Comparative Analysis of Financial Sentiment Models

Table of Contents

  1. Introduction
  2. Experimental Setup
  3. Methods Used
  4. Results and Discussion
  5. Effectiveness of Selected Model
  6. Future Research Paths
  7. Conclusion
  8. Data Source
  9. Related Work that I took inspiration from

GitHub Repository

The code and additional resources for this project can be found in my GitHub repository: Financial Sentiment Analysis Modelling.

1.0 Introduction

The financial market is susceptible to public sentiment, which can significantly influence stock prices and market trends. News headlines are vital information sources that sway investor behaviour.

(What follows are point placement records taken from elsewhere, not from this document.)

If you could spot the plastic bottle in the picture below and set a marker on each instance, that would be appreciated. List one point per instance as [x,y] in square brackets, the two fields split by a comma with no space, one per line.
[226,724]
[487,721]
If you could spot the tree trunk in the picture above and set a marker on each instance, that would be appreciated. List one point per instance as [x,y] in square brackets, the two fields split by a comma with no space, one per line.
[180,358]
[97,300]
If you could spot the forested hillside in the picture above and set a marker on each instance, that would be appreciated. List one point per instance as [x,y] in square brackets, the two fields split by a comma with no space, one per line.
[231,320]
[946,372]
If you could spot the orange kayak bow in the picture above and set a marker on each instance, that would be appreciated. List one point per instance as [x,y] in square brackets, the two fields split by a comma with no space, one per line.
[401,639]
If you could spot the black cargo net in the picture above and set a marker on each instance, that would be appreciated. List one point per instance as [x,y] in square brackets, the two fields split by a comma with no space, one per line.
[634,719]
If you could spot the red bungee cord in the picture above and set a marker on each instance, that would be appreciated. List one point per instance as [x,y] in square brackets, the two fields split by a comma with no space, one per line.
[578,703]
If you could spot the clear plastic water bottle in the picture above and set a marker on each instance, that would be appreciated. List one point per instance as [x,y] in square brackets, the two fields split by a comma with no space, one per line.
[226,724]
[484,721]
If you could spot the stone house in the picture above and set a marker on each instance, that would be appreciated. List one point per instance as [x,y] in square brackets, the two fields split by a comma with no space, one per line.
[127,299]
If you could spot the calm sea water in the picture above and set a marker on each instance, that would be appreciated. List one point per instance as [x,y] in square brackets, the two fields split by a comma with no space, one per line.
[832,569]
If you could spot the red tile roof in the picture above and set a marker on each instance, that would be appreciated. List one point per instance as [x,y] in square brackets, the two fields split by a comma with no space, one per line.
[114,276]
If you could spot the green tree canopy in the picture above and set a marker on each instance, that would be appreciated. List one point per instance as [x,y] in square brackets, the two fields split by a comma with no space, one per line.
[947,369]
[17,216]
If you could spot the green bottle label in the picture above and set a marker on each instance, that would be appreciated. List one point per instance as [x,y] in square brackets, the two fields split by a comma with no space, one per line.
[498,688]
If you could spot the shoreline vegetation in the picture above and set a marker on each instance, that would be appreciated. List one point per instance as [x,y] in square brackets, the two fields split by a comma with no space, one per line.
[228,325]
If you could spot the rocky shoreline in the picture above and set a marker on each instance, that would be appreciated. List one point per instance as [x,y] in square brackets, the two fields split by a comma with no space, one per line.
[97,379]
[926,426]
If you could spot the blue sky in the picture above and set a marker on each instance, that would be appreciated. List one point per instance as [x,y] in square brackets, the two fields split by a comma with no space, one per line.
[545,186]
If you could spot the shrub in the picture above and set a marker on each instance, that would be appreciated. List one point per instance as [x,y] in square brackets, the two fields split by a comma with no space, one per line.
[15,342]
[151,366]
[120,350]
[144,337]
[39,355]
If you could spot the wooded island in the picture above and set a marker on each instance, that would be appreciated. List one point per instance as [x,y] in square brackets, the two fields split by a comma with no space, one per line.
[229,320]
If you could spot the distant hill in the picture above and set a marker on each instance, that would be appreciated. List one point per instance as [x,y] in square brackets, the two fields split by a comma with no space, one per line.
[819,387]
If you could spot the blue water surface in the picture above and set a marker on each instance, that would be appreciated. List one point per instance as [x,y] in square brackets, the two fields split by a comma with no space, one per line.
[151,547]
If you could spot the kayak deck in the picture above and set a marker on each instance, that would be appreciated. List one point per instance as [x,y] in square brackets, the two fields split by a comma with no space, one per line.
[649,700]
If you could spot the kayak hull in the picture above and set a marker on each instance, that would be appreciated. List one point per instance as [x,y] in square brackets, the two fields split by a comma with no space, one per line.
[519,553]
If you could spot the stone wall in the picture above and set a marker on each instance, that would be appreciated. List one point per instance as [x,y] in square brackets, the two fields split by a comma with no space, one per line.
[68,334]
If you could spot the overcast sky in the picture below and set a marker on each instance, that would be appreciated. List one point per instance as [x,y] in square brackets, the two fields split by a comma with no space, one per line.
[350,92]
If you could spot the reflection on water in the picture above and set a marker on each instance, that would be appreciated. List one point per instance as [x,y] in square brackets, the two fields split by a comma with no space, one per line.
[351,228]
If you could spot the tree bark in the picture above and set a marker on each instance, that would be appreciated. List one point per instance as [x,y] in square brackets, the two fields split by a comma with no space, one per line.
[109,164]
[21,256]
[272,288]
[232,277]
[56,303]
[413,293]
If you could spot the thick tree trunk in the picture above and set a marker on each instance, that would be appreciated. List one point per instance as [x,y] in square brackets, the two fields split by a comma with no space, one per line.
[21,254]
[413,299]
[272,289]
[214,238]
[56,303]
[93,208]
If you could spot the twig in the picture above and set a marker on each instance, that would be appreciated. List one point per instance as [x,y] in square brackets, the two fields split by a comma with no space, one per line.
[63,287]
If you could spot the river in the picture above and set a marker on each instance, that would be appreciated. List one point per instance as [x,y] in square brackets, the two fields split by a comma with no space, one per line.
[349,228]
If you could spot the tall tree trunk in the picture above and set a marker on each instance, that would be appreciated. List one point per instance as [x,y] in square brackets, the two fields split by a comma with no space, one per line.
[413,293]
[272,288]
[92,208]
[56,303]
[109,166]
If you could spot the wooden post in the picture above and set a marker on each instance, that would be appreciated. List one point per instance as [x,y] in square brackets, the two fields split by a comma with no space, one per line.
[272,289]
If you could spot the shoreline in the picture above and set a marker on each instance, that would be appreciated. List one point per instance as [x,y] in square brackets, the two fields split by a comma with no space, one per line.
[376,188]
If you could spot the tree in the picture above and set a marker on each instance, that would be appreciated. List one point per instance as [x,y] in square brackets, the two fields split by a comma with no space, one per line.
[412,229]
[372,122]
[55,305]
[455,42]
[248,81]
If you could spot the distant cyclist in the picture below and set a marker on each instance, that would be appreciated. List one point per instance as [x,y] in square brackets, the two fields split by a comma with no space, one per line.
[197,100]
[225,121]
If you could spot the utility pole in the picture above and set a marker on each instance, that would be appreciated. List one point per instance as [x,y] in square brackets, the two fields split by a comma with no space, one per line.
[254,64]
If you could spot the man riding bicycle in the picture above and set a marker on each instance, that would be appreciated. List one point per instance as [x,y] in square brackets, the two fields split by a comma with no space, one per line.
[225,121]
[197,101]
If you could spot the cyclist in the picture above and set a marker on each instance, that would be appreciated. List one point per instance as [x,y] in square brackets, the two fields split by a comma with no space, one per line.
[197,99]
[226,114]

However, the sheer volume of news articles and social media posts generated daily makes it challenging to assess sentiment accurately and promptly manually, highlighting a need for an automated solution to process and analyse vast amounts of textual data quickly and efficiently.

Financial institutions and investors can significantly benefit from a sentiment analysis model that provides real-time insights into how the market is fluctuating. Such a tool can enhance investment strategies, improve risk management, and lead to better financial outcomes.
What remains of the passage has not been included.